Aujourd'hui nous sommes à l'ère des révolutions, les peuples se sont affranchis et ont pris leurs destins en main. Il ne sert plus à rien de ressasser cette mauvaise période de notre histoire et d'essayer de culpabiliser l'ancien colonisateur, pourtant certains qui ont été plus marqués que d'autres et qui possèdent une mémoire tenace ont du mal à se débarrasser du complexe du colonisé. Ceux-là persistent dans la rancune, la méfiance et l'esprit de révolte permanent. Ils cherchent comme disait Albert Memmi, des valeurs refuges, identitaires, régressives, d'un autre âge, dans la tradition et la religion.
Le temps est un vecteur à sens unique. Beaucoup de temps a passé et notre vision doit changer. La colonisation ne doit être qu'un point d'ancrage dans notre histoire, un repère historique sur lequel nous devons bâtir notre présent et notre futur. Il faut bien sûr un devoir de mémoire mais sans s'appesantir ou entraver le présent. La souveraineté de la Tunisie ne signifie pas le repli identitaire ou la pensée manichéenne. Nous devons nous libérer de nos références traditionnelles et construire une nouvelle société débarrassée du complexe du colonisé.

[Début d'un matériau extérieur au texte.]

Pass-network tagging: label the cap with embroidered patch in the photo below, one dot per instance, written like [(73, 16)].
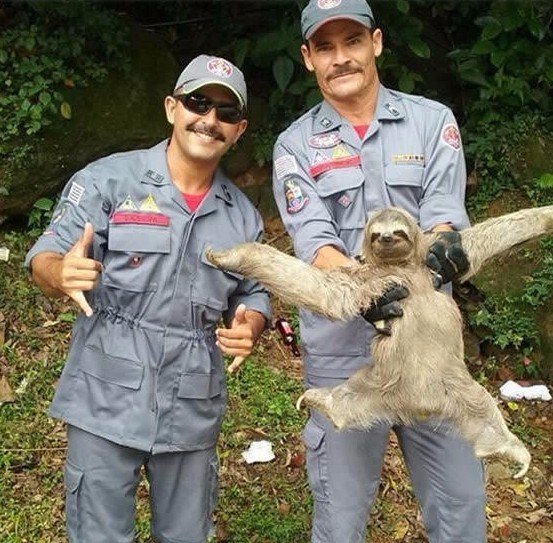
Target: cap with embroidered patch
[(319, 12), (208, 70)]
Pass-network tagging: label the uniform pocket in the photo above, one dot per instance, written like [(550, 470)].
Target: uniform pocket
[(321, 337), (317, 462), (73, 478), (212, 288), (198, 409)]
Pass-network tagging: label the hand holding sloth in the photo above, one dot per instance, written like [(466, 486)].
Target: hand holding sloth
[(418, 370)]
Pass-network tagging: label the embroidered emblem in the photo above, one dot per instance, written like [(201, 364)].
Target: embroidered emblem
[(128, 204), (149, 204), (220, 67), (408, 159), (285, 165), (340, 152), (324, 141), (328, 4), (344, 200), (451, 136), (348, 161), (75, 193), (295, 199), (58, 215), (392, 109), (154, 176)]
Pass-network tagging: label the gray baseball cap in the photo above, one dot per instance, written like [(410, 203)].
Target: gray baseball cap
[(319, 12), (207, 70)]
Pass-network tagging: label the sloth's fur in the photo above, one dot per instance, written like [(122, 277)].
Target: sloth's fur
[(418, 371)]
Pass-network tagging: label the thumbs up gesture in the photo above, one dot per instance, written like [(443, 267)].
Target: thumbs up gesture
[(78, 272)]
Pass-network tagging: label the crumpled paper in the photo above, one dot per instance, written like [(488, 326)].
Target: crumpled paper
[(513, 391), (259, 451)]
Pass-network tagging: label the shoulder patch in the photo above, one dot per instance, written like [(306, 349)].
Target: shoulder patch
[(451, 136), (295, 199)]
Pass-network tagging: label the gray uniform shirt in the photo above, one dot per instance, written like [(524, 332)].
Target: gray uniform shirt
[(143, 370), (327, 181)]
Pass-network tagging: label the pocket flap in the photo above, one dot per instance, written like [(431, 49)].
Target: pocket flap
[(199, 386), (313, 435), (72, 477), (111, 369), (138, 238)]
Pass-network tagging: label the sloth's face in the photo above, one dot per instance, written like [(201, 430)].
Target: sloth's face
[(389, 240)]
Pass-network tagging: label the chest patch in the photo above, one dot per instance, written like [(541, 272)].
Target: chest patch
[(408, 159), (137, 217), (295, 199), (451, 136), (128, 204), (75, 193), (345, 161)]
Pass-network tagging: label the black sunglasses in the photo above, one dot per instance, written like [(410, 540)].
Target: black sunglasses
[(202, 105)]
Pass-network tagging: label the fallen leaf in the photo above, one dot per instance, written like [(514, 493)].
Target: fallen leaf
[(535, 516), (65, 110)]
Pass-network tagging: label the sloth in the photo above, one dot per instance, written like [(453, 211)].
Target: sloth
[(418, 371)]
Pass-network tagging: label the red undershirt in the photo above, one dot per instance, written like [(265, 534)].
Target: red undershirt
[(193, 200), (361, 130)]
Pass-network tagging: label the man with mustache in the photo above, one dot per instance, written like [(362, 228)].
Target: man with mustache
[(362, 148), (144, 383)]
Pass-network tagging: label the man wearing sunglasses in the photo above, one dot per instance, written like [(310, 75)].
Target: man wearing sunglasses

La visite du président Caïd Essebsi en France fut un immense succès par tous les critères. Reçu en grande pompe notre président montrait avec Francois Hollande une grande entente et même une évidente complicité. Il n'y eut aucun couac, aucun malaise comme avec son prédécesseur, le président intérimaire Marzouki qui se voulant donneur de leçons avait d'emblée annoncé que la Françafrique ne passerait plus par la Tunisie.
La France est un pays généreux qui veux nous aider, acceptons cette aide sans réserve, car outre le fait qu'elle soit notre premier client puisque 25% de nos exportations lui sont destinées, il y a plus de 1200 entreprises françaises travaillant en Tunisie qui emploient plus de 100 000 tunisiens. De plus nous avons besoin de nous adosser à un grand pays pour rattraper notre retard technologique.
Wellerstein qui avait fondé la World Systems Theory dit qu'il y a des "core countries" et la France en fait partie et des"periphery countries" en fonction de leur participation à la global economy. Cette division est réelle et si nous créons un partenariat solide avec la France, elle peut nous aider à passer au stade supérieur comme l'avaient fait Hong Kong, Singapour ou Dubaï qui avaient tous misé sur la Grande Bretagne. A moins bien sûr que certains ne préfèrent suivre le modèle Saoudien qu'ils pourraient trouver plus attractif.
La démocratie sans développement est un slogan vide de sens, travaillons d'égal à égal avec un partenaire fort pour bâtir notre avenir au lieu de persister dans un sentiment de méfiance qui n'a plus aucune raison d'être et qui ne sera en fin de compte qu'une ambiguïté sans fin.